Scientists have examined whether cognitive bias modification (CBM) for facial interpretation, a digital health intervention that changes our perception for emotional expressions from negative to positive, might be useful in treating depression.

Psychologists from the University of Bristol has examined whether a growing field of psychological interventions that is cognitive bias modification (CBM) for facial interpretation, a digital health intervention that changes our perception for emotional expressions from negative to positive, might be useful in treating depression.

Many of a time people walk off a social discussion feeling uncomfortable or anxious. This may be due to they disliked by the person they are talking with, or else they said something negative and this is what people could keep in mind about the interaction.

We often focus on the negative rather than the positive and sometimes even cogitate over negative. But a consistent tendency to perceive even ambiguous or neutral words, faces, and interactions as negative, may initially play a causal role and later rate of fall in depression.

CBM proposed that by modifying these negative biases it may be possible to intervene prior to the onset of depression.

The study, testing a new CBM paradigm, questions these previous positive findings.

The study’s lead author, Sarah Peters, who is a PhD student at the University of Bristol’s School of Experimental Psychology and Biomedical Research Centre, said, “We wanted to test a novel CBM paradigm which has previously shown robust bias modification effects, but for which the impact on mood and mood-relevant measures was unclear.”

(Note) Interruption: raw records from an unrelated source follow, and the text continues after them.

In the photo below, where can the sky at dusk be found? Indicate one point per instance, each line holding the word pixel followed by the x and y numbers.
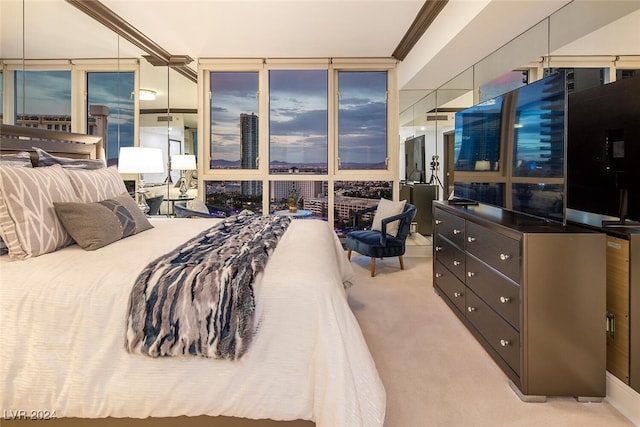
pixel 298 115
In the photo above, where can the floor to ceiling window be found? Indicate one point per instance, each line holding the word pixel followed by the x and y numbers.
pixel 113 90
pixel 43 99
pixel 317 128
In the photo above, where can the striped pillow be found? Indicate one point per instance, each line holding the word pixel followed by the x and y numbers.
pixel 94 225
pixel 22 159
pixel 28 222
pixel 46 159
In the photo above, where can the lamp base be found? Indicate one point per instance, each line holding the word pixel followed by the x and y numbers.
pixel 142 200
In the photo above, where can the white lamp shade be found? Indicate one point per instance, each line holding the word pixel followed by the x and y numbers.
pixel 185 162
pixel 140 160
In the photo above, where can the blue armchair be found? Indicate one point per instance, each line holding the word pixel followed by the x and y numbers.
pixel 379 244
pixel 182 211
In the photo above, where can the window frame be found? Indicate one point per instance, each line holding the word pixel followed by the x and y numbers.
pixel 333 66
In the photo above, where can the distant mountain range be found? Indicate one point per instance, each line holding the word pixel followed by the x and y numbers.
pixel 235 164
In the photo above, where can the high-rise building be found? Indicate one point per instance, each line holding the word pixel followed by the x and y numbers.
pixel 249 151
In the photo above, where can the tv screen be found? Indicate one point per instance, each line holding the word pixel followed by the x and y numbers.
pixel 477 137
pixel 415 159
pixel 604 149
pixel 523 129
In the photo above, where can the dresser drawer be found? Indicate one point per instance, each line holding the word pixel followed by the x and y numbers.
pixel 500 252
pixel 449 284
pixel 450 256
pixel 504 339
pixel 450 226
pixel 500 293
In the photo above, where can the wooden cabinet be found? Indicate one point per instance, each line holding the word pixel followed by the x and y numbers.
pixel 531 292
pixel 421 196
pixel 623 306
pixel 618 307
pixel 623 294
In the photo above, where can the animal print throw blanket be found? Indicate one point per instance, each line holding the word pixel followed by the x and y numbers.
pixel 198 299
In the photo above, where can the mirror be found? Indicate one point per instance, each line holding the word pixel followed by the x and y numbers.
pixel 30 47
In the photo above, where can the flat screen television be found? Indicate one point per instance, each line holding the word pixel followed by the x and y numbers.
pixel 415 159
pixel 526 127
pixel 603 148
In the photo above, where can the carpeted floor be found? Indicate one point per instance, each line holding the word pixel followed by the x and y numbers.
pixel 434 371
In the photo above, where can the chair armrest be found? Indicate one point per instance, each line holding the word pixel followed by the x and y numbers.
pixel 385 221
pixel 358 214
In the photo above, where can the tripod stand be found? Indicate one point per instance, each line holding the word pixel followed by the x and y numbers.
pixel 434 180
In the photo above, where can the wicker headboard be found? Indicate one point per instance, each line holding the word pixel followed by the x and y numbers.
pixel 64 144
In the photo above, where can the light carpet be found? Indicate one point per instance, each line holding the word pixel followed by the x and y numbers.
pixel 434 371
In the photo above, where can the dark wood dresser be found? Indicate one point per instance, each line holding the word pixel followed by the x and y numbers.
pixel 532 292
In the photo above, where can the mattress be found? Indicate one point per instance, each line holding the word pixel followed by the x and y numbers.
pixel 62 323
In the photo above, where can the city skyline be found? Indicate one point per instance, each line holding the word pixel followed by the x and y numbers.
pixel 298 117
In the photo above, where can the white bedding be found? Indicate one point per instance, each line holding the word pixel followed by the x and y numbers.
pixel 62 324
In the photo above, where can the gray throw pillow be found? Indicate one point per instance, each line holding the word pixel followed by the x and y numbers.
pixel 46 159
pixel 98 224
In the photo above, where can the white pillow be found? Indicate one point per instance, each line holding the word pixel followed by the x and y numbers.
pixel 387 208
pixel 96 185
pixel 197 205
pixel 28 222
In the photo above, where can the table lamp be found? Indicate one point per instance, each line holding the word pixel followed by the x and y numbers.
pixel 140 160
pixel 183 162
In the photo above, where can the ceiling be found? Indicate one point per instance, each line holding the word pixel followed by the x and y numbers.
pixel 289 29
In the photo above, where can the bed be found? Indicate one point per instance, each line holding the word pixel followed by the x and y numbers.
pixel 63 319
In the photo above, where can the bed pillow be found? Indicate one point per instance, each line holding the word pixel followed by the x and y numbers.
pixel 46 159
pixel 96 185
pixel 22 159
pixel 387 208
pixel 28 222
pixel 94 225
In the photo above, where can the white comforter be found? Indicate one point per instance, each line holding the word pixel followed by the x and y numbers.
pixel 62 325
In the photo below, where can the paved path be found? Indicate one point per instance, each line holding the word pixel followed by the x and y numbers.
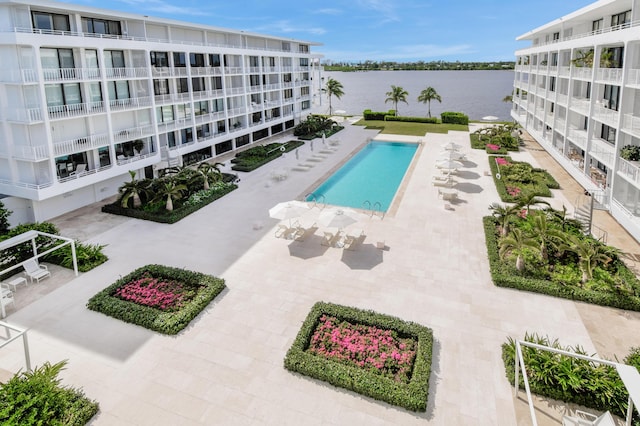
pixel 227 367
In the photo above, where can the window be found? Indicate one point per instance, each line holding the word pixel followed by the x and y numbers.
pixel 100 26
pixel 160 87
pixel 621 19
pixel 50 21
pixel 179 59
pixel 159 59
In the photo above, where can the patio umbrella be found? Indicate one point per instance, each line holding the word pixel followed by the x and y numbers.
pixel 338 217
pixel 451 146
pixel 288 210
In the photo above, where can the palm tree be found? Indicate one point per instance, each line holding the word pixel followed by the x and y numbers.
pixel 172 191
pixel 515 243
pixel 333 88
pixel 503 214
pixel 132 191
pixel 427 95
pixel 397 94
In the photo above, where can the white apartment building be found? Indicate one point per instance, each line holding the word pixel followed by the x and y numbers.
pixel 577 92
pixel 88 94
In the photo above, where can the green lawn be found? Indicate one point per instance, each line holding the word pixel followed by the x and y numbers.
pixel 410 129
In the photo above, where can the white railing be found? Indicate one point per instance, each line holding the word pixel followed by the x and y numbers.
pixel 31 153
pixel 631 123
pixel 74 110
pixel 609 75
pixel 122 104
pixel 136 72
pixel 80 144
pixel 603 150
pixel 582 72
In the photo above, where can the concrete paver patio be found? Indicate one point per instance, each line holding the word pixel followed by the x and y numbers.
pixel 227 366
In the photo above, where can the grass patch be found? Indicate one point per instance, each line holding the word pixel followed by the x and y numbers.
pixel 408 389
pixel 410 129
pixel 159 298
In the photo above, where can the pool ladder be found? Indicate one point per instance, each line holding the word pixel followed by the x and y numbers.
pixel 374 210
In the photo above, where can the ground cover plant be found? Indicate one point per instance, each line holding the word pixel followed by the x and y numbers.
pixel 157 297
pixel 177 193
pixel 37 398
pixel 260 155
pixel 569 379
pixel 545 252
pixel 373 354
pixel 515 179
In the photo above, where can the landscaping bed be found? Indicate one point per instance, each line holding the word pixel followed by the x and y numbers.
pixel 372 354
pixel 514 179
pixel 159 298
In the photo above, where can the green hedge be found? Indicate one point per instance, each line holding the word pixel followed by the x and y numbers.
pixel 164 216
pixel 504 276
pixel 373 115
pixel 568 379
pixel 155 319
pixel 37 398
pixel 454 118
pixel 412 395
pixel 431 120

She further explained, “We do these to test potential new interventions before we offer them to individuals seeking treatment. Even if we show that a task is shifting your bias and we think that’s relevant to mood disorders, what matters is whether it impacts mood-related outcomes and shows clinical utility.”

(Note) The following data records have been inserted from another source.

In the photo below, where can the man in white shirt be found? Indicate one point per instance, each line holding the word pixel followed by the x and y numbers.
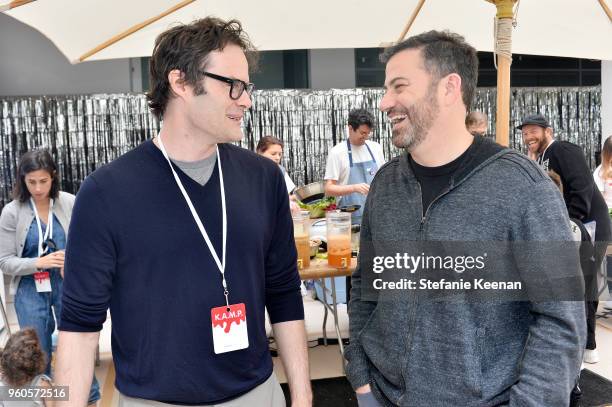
pixel 352 164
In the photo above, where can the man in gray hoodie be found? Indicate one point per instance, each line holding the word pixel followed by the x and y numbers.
pixel 415 343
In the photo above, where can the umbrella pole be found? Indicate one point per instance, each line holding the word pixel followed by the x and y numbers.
pixel 503 52
pixel 502 122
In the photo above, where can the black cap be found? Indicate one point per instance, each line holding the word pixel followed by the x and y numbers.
pixel 536 119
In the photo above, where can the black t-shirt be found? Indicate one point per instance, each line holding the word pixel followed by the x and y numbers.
pixel 435 180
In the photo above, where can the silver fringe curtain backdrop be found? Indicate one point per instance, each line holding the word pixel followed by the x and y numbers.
pixel 85 132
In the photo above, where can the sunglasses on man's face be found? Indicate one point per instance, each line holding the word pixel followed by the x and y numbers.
pixel 237 86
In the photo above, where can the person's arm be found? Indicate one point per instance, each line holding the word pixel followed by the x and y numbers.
pixel 360 309
pixel 284 299
pixel 578 183
pixel 75 365
pixel 546 255
pixel 290 337
pixel 10 262
pixel 333 189
pixel 89 271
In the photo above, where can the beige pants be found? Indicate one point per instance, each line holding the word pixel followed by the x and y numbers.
pixel 267 394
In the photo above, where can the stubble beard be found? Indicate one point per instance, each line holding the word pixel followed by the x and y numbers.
pixel 420 116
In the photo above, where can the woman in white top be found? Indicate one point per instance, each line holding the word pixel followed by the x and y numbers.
pixel 272 148
pixel 603 180
pixel 603 173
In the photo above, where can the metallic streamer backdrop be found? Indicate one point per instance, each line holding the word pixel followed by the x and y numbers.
pixel 86 131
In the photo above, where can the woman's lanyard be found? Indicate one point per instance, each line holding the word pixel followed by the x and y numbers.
pixel 198 221
pixel 48 231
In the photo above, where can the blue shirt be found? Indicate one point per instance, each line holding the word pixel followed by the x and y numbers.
pixel 30 248
pixel 135 247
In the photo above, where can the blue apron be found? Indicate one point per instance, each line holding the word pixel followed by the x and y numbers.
pixel 359 173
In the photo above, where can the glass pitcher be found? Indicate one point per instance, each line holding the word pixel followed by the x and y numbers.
pixel 338 239
pixel 301 234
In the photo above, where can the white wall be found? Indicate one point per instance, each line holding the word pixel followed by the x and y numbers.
pixel 332 68
pixel 606 100
pixel 30 64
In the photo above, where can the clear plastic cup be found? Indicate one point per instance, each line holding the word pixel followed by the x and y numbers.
pixel 338 239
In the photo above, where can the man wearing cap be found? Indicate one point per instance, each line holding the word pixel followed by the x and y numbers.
pixel 583 200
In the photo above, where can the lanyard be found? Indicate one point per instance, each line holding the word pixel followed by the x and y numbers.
pixel 198 221
pixel 48 231
pixel 541 159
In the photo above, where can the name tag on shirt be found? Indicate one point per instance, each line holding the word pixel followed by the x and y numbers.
pixel 229 328
pixel 43 281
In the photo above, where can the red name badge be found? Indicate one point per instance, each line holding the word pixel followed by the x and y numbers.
pixel 229 328
pixel 43 281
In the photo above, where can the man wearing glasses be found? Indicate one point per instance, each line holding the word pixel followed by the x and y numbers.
pixel 187 239
pixel 352 163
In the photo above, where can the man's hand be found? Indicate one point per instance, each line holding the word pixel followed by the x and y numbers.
pixel 363 389
pixel 291 339
pixel 51 260
pixel 361 188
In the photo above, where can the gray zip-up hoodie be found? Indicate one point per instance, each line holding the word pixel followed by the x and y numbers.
pixel 465 353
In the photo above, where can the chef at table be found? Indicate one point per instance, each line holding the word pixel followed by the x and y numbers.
pixel 352 163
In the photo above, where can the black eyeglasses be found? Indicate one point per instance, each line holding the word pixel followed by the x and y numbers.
pixel 49 244
pixel 237 86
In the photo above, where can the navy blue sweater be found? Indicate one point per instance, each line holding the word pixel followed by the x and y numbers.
pixel 133 246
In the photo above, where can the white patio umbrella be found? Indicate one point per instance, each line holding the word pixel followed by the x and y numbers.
pixel 87 30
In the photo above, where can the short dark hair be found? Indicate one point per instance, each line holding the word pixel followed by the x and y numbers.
pixel 22 358
pixel 186 47
pixel 35 160
pixel 357 117
pixel 266 142
pixel 443 52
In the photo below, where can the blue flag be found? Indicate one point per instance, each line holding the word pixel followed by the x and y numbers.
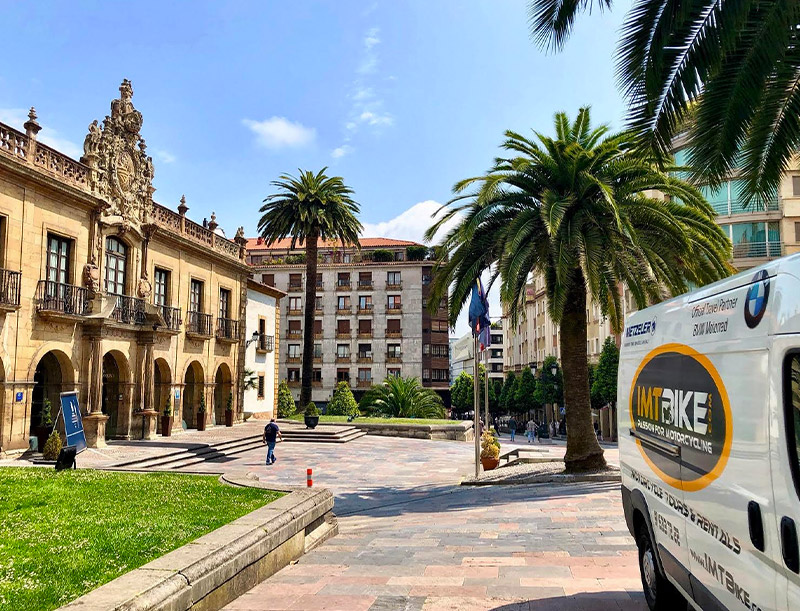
pixel 479 315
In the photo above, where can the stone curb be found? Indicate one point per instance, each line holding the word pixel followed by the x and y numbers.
pixel 553 478
pixel 209 572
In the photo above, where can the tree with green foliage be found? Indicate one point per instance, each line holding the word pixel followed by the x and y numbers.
pixel 286 405
pixel 525 393
pixel 399 397
pixel 727 71
pixel 307 209
pixel 578 210
pixel 462 392
pixel 605 378
pixel 507 394
pixel 342 403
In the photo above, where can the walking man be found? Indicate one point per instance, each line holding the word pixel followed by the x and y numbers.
pixel 271 434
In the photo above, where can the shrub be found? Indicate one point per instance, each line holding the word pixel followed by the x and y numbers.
pixel 382 256
pixel 490 447
pixel 52 448
pixel 47 414
pixel 286 405
pixel 343 403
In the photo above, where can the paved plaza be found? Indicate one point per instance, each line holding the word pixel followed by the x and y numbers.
pixel 411 538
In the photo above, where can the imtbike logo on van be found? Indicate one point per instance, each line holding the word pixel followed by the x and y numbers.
pixel 678 397
pixel 642 328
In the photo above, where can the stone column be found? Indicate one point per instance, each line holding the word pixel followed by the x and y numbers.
pixel 147 385
pixel 94 424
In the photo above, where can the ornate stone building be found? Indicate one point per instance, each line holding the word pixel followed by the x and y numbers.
pixel 106 292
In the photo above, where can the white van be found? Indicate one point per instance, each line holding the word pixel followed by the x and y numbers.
pixel 709 437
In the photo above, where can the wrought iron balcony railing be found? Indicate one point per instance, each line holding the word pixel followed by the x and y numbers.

New Study Could Help In Treating Depression
Happy face morph (faces 3-5 on 15 face positive-neutral to negative-neutral spectrum) and a sad face (face 12) from Peters et al. (2017)’s CBM for facial interpretation training.
University of Bristol

Authors had two specific objectives. Firstly, they aimed to replicate previous findings to confirm that the intervention could indeed shift the emotional interpretation of faces. Could they make their participants see negative faces as more positive?

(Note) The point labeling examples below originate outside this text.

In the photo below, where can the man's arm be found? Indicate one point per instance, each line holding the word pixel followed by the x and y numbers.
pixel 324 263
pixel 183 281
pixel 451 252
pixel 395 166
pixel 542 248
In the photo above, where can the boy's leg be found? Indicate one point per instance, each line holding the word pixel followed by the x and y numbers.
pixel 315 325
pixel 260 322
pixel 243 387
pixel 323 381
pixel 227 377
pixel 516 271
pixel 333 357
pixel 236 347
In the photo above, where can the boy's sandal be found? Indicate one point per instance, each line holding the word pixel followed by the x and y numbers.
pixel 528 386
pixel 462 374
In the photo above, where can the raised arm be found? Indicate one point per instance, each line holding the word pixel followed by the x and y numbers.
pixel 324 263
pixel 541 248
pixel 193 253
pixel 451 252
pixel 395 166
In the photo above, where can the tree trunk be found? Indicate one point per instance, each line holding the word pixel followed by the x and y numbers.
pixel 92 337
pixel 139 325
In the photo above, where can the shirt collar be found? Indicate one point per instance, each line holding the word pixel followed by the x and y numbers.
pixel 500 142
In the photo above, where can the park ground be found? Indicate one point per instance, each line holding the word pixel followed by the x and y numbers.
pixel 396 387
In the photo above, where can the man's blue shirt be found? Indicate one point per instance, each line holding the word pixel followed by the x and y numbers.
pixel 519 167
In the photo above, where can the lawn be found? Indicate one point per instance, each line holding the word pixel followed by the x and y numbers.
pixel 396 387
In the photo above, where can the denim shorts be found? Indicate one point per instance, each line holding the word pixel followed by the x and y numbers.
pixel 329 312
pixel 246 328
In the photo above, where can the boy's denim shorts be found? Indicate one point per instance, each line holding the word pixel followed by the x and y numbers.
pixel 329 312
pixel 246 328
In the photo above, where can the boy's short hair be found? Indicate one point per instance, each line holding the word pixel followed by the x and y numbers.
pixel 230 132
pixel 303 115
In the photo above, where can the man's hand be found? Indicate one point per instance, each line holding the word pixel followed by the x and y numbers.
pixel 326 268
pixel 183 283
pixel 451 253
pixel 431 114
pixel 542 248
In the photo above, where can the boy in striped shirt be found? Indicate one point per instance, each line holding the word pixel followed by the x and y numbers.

Secondly, they were interested in whether this shift in interpretation would impact on clinically relevant outcomes such as self-reported mood symptoms.

The cognitive tasks included a dot-probe task to measure selective attention towards negative (versus neutral) emotional words, a motivation for rewards task which has been shown to measure anhedonia (the loss of pleasure in previously enjoyed activities), and a measure of stress-reactivity (whereby individuals complete a simple task under two conditions: safe and under stress).

They added final task because it is thought that the negative biases they were interested in modifying are more pronounced when an individual is under stress.

While the intervention successfully shifted the interpretation of facial expressions (from negative to positive), there was only inconclusive evidence of improved mood and the CBM procedure failed to impact most measures.

Numerous shreds of evidence as daily stressful events were perceived as less stressful by those in the intervention group post-CBM, weaker evidence for reduced feelings of pleasure in the intervention group, and some exploratory evidence for greater improvements seen by individuals with higher anxiety at baseline.

Peters added, “Overall, it’s unlikely that this procedure in its current design will impact on clinically relevant symptoms. However, the small effects observed still warrant future study in larger and clinical samples. Given the large impact and cost of mood disorders on the one hand, and the relatively low cost of providing CBM training on the other, clarifying whether even small effects exist is likely worthwhile.”